Boucher, long a proponent of infrastructure building to lay the groundwork for economic development, said Grundy is a great success story for the region – and a great example of what can happen when all three levels of government work together. He said the flood-proofing project has created a confidence that will lead to substantial growth and reverse the flight of dollars from Buchanan County, evidenced by private development already starting to take place around town.

“It’s going to be a more vital commercial center than it has ever been. … It will revitalize not just Grundy, but all of Buchanan County and become a center for the entire region,” Boucher said. “Over time there is no doubt that the return on the federal and state investment in the town of Grundy will be substantial and will be many multiples of what the initial investment was.”

 

Model for the future?

There’s one thing California, Chicago, New York and New Jersey have in common: In the future, they’re going to be sending people here to see Grundy. So says Podlin, who’s worked all over the country and sees something here that’s bigger than a tiny Appalachian town with a $300 million project. He said it will be the best money the government has ever spent.

It’s a glimpse into the future, he said, an example of what the next generation of development is going to look like. In a transformation he calls “miraculous,” a town that was doomed by adversity will become a role model for others.

“It’s very unusual to have Walmart right across the street from the courthouse. That’s not really the norm today, but it will be the norm 20 years from now,” Podlin said. “The new generation will come in and say, ‘Why don’t we just make this where we can walk everywhere, because we can’t afford $20-a-gallon gas.”

It’s the reversal of the suburban model that has persisted since the 1950s, when people began to move many miles away from downtown so they could live in a more private, park-like setting, Podlin said.

“Because of the cost of transportation and people’s feeling of alienation from being apart from each other, they’re going to want to move back downtown so they can be with each other again.”

But in the new model, he said, Walmart has replaced the traditional downtown department stores. The reason has a lot to do with people’s spending choices, he said, but also with the reality that the middle-class standard of living has eroded since the 1950s and ’60s.

Until the recent housing bubble burst, he said, people were able to create an illusion of better living through borrowing – but since then they’ve had to start living within their means again.
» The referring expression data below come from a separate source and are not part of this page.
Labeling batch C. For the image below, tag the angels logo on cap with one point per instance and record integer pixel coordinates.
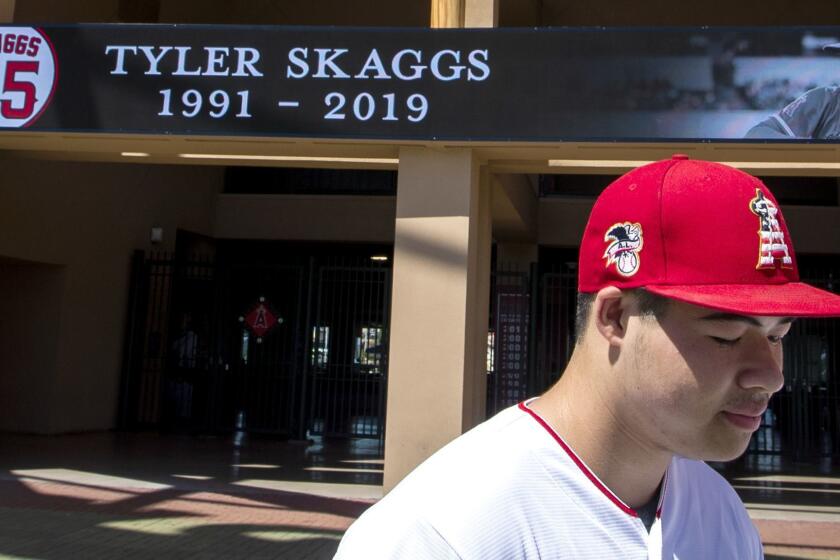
(772, 246)
(624, 250)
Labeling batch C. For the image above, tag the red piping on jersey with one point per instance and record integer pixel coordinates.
(662, 494)
(581, 465)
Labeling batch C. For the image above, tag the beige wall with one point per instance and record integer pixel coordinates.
(30, 316)
(87, 219)
(436, 376)
(318, 218)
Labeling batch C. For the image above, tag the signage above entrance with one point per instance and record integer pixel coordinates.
(543, 85)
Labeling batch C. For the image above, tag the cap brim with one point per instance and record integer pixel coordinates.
(793, 299)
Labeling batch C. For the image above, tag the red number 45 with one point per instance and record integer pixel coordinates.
(11, 84)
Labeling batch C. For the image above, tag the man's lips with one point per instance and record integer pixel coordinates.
(747, 417)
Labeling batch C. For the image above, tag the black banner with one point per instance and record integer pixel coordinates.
(495, 84)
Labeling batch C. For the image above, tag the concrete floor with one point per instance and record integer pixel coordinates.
(109, 495)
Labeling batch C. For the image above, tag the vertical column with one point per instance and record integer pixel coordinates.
(447, 13)
(481, 13)
(464, 13)
(7, 11)
(437, 370)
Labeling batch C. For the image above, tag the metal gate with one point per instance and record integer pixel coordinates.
(194, 362)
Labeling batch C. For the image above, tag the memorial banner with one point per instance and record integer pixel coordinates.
(517, 84)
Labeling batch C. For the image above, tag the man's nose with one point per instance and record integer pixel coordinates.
(763, 370)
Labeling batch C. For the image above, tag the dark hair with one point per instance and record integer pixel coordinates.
(650, 305)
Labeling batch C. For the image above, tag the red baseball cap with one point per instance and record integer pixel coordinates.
(699, 232)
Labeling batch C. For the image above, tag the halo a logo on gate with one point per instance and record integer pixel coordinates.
(28, 73)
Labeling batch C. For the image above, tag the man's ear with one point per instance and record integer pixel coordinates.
(610, 314)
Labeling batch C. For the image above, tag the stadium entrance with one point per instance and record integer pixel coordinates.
(282, 339)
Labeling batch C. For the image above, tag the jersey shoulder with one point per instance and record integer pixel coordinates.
(704, 513)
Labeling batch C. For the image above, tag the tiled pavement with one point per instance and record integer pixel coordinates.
(158, 497)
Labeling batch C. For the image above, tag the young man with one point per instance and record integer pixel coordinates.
(688, 284)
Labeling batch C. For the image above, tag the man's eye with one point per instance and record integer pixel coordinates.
(725, 341)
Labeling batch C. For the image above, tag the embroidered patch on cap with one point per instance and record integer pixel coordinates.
(772, 248)
(625, 243)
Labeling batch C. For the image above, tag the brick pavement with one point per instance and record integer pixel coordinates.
(50, 520)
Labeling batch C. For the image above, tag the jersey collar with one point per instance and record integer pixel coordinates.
(593, 478)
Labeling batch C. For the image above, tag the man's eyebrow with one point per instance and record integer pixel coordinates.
(723, 316)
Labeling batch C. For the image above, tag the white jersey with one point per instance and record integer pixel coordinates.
(511, 488)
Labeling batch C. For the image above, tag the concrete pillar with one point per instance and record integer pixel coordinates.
(439, 306)
(7, 11)
(464, 13)
(481, 13)
(447, 14)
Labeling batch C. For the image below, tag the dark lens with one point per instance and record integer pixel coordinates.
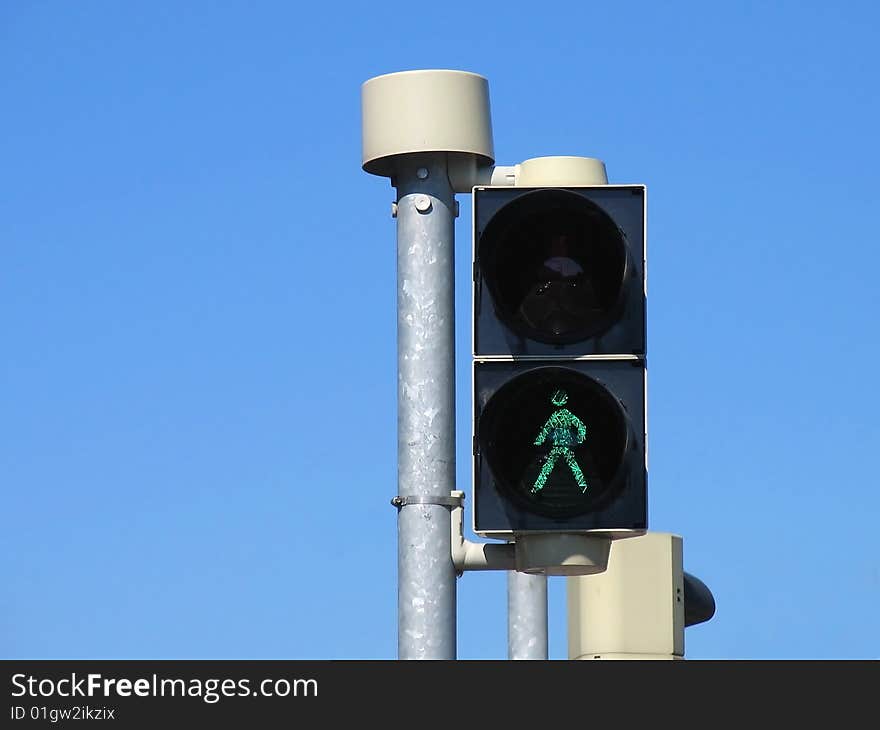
(555, 264)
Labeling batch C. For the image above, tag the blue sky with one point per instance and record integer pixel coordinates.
(197, 306)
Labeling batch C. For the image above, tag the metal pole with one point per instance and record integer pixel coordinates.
(425, 212)
(526, 616)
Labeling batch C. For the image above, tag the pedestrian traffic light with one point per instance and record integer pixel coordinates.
(559, 359)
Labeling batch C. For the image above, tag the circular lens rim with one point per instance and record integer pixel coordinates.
(494, 410)
(499, 228)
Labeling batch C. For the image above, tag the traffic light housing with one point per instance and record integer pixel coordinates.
(559, 369)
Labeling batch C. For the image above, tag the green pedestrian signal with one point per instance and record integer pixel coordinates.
(565, 430)
(560, 426)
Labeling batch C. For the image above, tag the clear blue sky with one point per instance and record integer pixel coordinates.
(197, 311)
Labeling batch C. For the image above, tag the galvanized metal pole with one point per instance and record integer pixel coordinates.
(425, 211)
(526, 616)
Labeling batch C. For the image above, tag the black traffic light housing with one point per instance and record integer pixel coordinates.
(559, 371)
(559, 271)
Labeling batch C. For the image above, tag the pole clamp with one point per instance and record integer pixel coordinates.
(443, 501)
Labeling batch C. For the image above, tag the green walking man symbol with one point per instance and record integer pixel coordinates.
(566, 430)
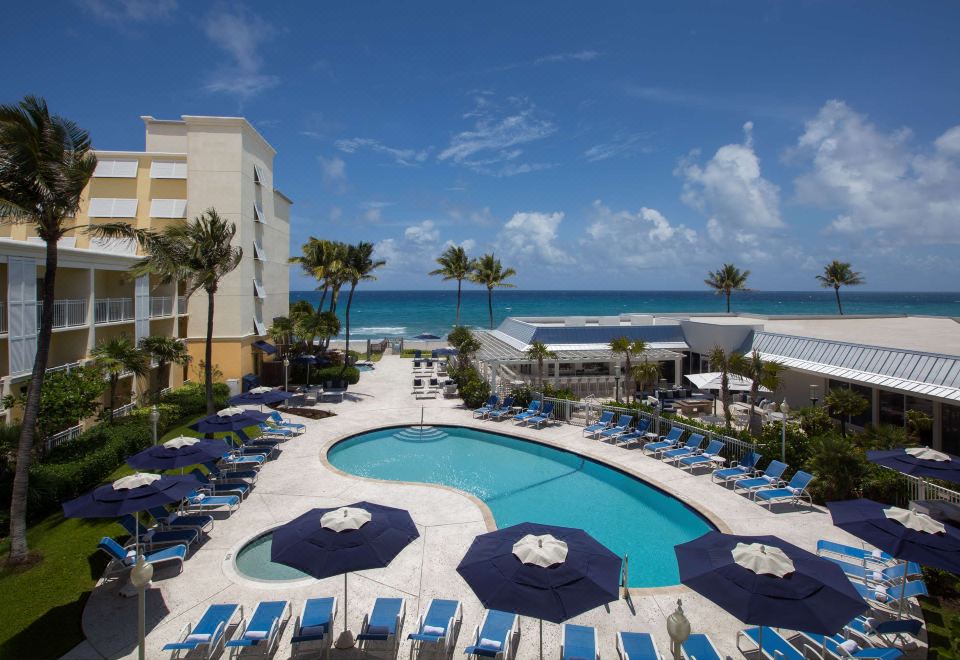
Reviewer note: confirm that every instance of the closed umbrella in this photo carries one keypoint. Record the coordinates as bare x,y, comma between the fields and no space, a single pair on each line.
178,453
334,541
765,581
542,571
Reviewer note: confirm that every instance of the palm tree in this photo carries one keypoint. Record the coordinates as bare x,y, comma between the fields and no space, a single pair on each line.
488,271
627,348
845,403
726,280
454,265
45,163
761,374
359,267
837,274
538,351
198,251
165,350
116,357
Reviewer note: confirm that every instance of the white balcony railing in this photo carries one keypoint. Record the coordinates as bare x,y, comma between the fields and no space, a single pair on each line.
66,313
113,310
161,306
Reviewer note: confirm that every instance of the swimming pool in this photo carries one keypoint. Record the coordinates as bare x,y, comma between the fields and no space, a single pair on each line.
523,481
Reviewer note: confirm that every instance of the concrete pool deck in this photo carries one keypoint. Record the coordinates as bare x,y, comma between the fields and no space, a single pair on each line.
448,520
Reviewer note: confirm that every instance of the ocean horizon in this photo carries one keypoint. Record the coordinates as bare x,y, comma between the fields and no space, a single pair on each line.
391,314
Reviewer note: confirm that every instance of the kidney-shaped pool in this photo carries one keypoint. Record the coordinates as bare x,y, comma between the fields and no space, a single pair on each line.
522,481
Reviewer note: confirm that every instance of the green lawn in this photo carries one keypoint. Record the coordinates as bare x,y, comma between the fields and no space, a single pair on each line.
42,606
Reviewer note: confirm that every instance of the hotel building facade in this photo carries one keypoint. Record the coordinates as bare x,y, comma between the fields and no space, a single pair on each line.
188,166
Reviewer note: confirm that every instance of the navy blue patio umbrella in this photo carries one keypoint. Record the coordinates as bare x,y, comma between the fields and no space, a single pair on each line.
229,420
356,537
542,571
919,462
178,453
765,581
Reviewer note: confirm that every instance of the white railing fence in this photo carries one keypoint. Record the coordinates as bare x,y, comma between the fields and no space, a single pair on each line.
112,310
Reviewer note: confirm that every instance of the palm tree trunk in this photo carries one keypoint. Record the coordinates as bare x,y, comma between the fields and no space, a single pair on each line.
346,351
31,410
208,355
459,287
490,305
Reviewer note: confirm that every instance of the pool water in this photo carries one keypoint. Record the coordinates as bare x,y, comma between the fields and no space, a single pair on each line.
524,481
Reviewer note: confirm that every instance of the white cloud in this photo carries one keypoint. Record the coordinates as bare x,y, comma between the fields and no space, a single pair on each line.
497,139
881,185
730,188
334,172
241,35
532,236
399,156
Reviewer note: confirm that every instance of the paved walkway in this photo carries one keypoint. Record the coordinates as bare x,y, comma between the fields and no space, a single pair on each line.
300,479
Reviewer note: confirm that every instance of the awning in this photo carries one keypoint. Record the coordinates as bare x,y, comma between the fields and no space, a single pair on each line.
264,346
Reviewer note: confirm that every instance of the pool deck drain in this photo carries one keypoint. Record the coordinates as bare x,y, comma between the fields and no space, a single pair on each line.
448,520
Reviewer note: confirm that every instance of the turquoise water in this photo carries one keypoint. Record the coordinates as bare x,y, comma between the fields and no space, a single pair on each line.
526,482
379,314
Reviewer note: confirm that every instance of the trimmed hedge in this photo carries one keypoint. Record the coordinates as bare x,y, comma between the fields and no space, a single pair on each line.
78,466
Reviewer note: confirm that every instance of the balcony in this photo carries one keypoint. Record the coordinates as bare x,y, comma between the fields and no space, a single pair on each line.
113,310
161,306
66,313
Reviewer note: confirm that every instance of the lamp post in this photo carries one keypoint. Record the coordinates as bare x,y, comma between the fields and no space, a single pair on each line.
678,628
784,410
140,577
154,418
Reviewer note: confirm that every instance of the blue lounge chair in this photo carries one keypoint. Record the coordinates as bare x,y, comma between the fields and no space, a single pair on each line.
665,442
578,642
794,492
605,420
208,636
747,467
504,411
486,409
496,636
173,520
532,411
278,420
705,458
262,632
622,426
838,646
546,414
382,625
123,558
315,623
770,477
637,646
700,647
222,487
157,538
437,627
201,501
690,448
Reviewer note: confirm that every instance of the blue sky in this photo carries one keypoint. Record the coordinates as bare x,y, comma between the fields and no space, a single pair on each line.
590,145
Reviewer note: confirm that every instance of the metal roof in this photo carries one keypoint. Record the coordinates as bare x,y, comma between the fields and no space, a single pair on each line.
926,374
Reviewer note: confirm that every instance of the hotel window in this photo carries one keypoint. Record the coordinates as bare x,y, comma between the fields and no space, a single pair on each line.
116,168
168,169
108,207
168,208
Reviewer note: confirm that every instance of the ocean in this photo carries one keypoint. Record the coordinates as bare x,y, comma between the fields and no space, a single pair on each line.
379,314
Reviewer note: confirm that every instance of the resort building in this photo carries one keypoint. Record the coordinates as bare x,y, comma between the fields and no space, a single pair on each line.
898,363
189,165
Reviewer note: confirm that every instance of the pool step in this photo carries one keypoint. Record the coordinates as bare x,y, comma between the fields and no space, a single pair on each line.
416,434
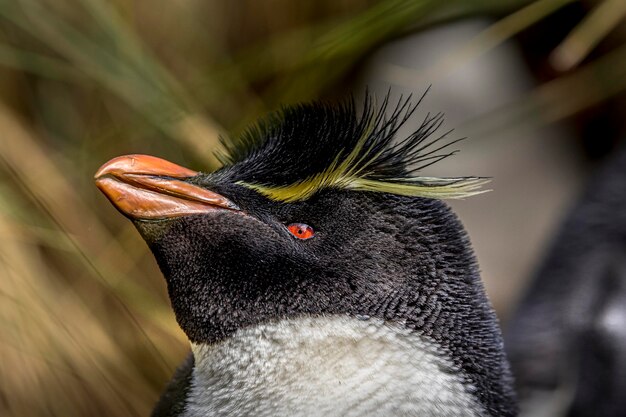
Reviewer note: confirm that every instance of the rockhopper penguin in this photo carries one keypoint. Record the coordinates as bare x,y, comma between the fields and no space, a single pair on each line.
316,274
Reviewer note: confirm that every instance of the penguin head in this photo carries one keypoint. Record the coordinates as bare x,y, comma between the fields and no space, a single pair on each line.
315,211
318,211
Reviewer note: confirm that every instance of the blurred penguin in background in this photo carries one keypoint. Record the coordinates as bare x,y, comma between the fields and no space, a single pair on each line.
567,339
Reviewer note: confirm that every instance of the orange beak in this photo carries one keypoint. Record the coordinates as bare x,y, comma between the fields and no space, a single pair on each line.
143,187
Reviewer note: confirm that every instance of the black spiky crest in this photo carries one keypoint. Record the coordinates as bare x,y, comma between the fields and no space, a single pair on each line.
291,154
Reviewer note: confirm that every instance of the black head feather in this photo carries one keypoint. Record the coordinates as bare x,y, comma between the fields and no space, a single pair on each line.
300,150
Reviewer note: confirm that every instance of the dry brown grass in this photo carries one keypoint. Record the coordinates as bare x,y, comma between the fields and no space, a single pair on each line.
86,325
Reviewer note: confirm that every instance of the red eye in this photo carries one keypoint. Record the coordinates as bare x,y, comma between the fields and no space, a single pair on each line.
301,230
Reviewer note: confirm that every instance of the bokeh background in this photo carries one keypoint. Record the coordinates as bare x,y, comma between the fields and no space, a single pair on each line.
86,329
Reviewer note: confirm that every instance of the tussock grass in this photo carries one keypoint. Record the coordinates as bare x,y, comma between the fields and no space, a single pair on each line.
86,325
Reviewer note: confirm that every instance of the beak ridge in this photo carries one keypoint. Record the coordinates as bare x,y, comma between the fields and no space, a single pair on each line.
144,187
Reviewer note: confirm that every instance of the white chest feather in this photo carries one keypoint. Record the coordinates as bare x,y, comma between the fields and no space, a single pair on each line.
333,366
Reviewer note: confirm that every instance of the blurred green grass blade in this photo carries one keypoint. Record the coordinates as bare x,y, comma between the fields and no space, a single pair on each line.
113,57
558,99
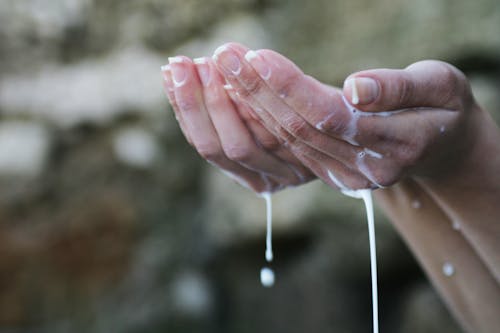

And two incomes these days don’t buy what one income used to.

“They find that they really need to go to Walmart,” he said. “And when they want to buy something really cheap, they go to a dollar store.”

With a new focus on quality of life, he said, people are looking more toward the lifestyle in Europe and its small, walkable towns.

“I think what we’ll see evolving in the future is the town of Grundy is going to be a model that so many developers are going to try to imitate throughout the rest of the country in the coming years,” Podlin said.

For Grundy, he said, it’s a case of a place that has risen from the ashes, defying all expectations that might be placed on a small Appalachian town.

“If it hadn’t been for the flood … Grundy wouldn’t be in a position to develop itself into a modern downtown like it is right now,” he said.

“The flood ultimately will have done Grundy a lot of good because it will have cleared out all the old buildings in downtown Grundy that had to be removed or renovated in some way,” he said. “This new world that is being constructed in downtown Grundy will be a catalyst for a lot more growth.”